The Nobel Prize in Chemistry 2024 is all about proteins and their folding patterns: solving the challenge on how to predict their structure from a given sequence and their sequence from a given structure.
The Royal Swedish Academy of Sciences has decided to award the Prize to David Baker (University of Washington and Howard Hughes Medical Institute, USA) “for computational protein design” and jointly to Demis Hassabis and John M. Jumper (Google DeepMind, UK) “for protein structure prediction”.
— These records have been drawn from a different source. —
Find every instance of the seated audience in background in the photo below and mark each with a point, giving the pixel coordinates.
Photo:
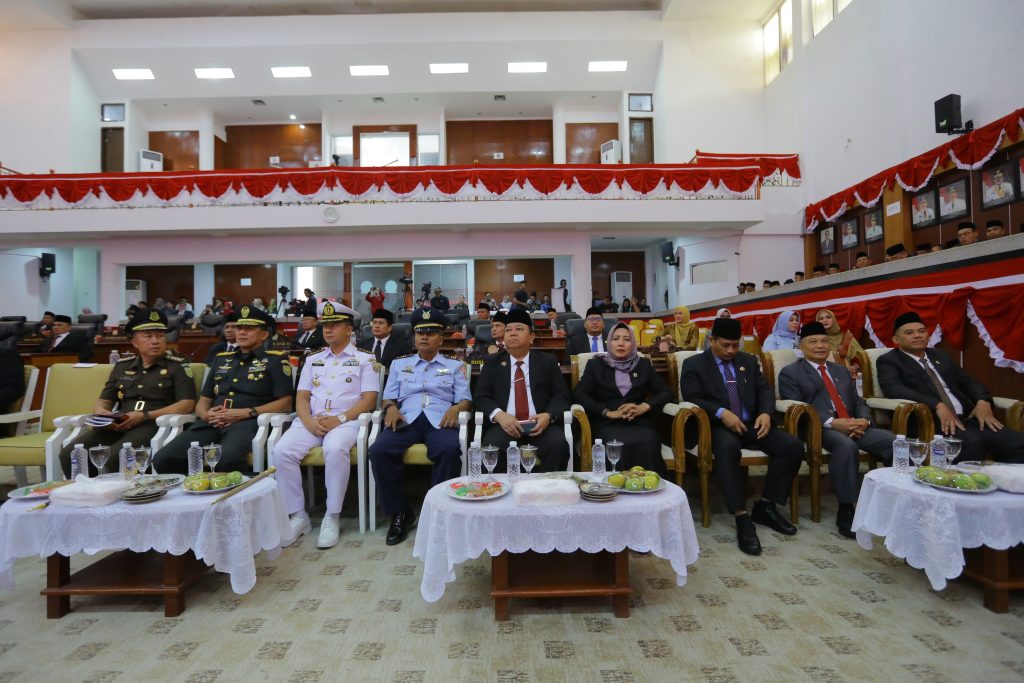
(139, 388)
(622, 393)
(727, 384)
(846, 420)
(523, 397)
(381, 344)
(783, 335)
(844, 345)
(683, 333)
(967, 233)
(240, 386)
(962, 407)
(994, 228)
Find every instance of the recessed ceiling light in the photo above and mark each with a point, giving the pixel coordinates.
(527, 67)
(214, 73)
(291, 72)
(133, 74)
(369, 70)
(451, 68)
(606, 66)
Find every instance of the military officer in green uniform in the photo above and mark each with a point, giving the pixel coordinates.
(240, 386)
(140, 388)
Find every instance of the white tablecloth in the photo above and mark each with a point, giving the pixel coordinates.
(929, 527)
(454, 530)
(226, 536)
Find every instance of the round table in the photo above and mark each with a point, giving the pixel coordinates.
(453, 530)
(929, 527)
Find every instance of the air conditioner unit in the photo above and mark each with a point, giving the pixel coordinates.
(150, 161)
(622, 286)
(611, 152)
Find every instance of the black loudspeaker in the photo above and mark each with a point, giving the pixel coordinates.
(47, 264)
(947, 115)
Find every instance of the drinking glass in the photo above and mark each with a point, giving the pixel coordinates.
(919, 451)
(491, 460)
(98, 455)
(211, 454)
(613, 452)
(142, 459)
(528, 458)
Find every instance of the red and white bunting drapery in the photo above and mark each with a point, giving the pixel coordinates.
(969, 152)
(987, 295)
(321, 185)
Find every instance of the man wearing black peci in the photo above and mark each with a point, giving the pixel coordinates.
(727, 384)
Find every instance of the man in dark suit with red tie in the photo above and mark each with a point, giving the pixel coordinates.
(962, 407)
(846, 420)
(727, 384)
(517, 386)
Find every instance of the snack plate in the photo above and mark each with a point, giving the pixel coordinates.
(463, 484)
(214, 491)
(953, 489)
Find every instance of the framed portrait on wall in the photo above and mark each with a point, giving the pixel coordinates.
(827, 241)
(953, 201)
(873, 226)
(849, 237)
(997, 185)
(923, 209)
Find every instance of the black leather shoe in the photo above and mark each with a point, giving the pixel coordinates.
(764, 512)
(844, 520)
(747, 536)
(401, 523)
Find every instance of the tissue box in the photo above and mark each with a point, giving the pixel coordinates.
(86, 493)
(545, 492)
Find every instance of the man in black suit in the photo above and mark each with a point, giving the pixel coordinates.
(518, 386)
(727, 384)
(594, 339)
(380, 344)
(845, 417)
(961, 404)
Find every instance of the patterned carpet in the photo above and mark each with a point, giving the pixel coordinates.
(814, 607)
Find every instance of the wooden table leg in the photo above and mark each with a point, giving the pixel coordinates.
(57, 574)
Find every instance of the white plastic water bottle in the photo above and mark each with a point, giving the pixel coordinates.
(474, 462)
(79, 456)
(513, 458)
(597, 460)
(196, 459)
(901, 455)
(939, 453)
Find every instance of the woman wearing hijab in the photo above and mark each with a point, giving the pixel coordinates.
(622, 392)
(683, 333)
(783, 335)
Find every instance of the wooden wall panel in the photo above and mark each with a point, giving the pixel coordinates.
(495, 275)
(252, 146)
(180, 148)
(168, 282)
(520, 141)
(584, 140)
(227, 282)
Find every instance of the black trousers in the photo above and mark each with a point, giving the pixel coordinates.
(552, 449)
(236, 441)
(784, 451)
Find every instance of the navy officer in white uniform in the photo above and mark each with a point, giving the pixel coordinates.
(337, 384)
(424, 394)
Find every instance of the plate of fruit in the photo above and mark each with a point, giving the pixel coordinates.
(213, 483)
(954, 480)
(637, 480)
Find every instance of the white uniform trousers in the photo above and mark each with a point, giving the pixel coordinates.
(295, 445)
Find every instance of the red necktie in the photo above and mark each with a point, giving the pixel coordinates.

Life could not exist without proteins; they control all the chemical transformations that constitute the basis of life. Proteins also function as hormones, signal substances, antibodies and the building blocks of different tissues. Made up of just 20 different amino acids, each string twists and folds into a distinct 3D structure, which in fact confers proteins their function and purpose. Therefore, the following key question arises: how does a protein find its unique structure?
A given 100-amino acid protein can take up to 1047 different conformations; however, a protein assumes exactly the same shape every time. In the 1960s, it was already concluded that a protein’s 3D structure is entirely governed by the sequence of amino acids in the protein.
That led us to the challenge: to be able to predict the protein structure based on a known amino acid sequence. The task was so relevant that the Critical Assessment of Protein Structure Prediction (CASP) project was created in 1994. Solving the prediction problem proved incredibly difficult, taking almost 25 years for a significant breakthrough: an improvement in accuracy from 40% to 60% achieved by AlphaFold, an AI software by Google DeepMind.
Only a couple years later, AlphaFold2 was already performing almost as well as X-ray crystallography, a true milestone. It was Demis Hassabis and John M. Jumper who made it happen. What’s more, they inmmediately calculated the structure of ca. 200 million of the proteins that researchers have so far discovered when mapping Earth’s organisms.
Still and all, the structure prediction problem can also be formulated in another way; that is, what amino acid sequence do you need to obtain a certain folding pattern? We are talking here about protein design, when a target structure is envisaged, and possible sequences are identified by computational methods. Here enters David Baker, also a keen participant in CASP, who has successfully built new-to-nature proteins with his software Rosetta. With a specific purpose in mind, he can design a completely new protein and make it function as desired!
Such a leap in protein biology would not have been possible without the previous efforts from structural biologists in providing all the experimentally determined structures that have gone into the Protein Data Bank. Both AlphaFold2 and Rosetta have also been made available to the public, a testament on the importance of sharing scientific data to truly push the boundaries of scientific knowledge.
Most monomeric protein structures can now be predicted with high fidelity, and large databases of hundreds of millions of structures have thus been created, with huge impact on biochemical and biological research. Likewise, completely new protein structures, not found in nature, can now be created by computational design and used in various biotechnological and biomedical applications.
For those working in drug discovery, AlphaFold2 is a well-known technology already embedded in the search for new small molecules. The impressive accuracy of AI methods to compile 3D structures has made protein targets more accessible to the drug design process. The impact on the fields of medicinal chemistry and chemical biology is enormous: from target selection and validation to accelerated structure determination and improved in-silico screening. Better designs of New Chemical Entities and faster property optimization, with the potential to afford greater numbers of good lead compounds to feed the pre-clinical stages of discovery programs and subsequently lead to better medicines.
And it doesn’t stop here, AlphaFold3 was presented a few months ago, with not only improved accuracy in protein-ligand interaction; it is now able to tackle biomolecular interactions of more complex structures containing proteins, DNA, RNA and more.
Once again, congratulations to Hassabis, Jumper and Baker, a very well deserved prize!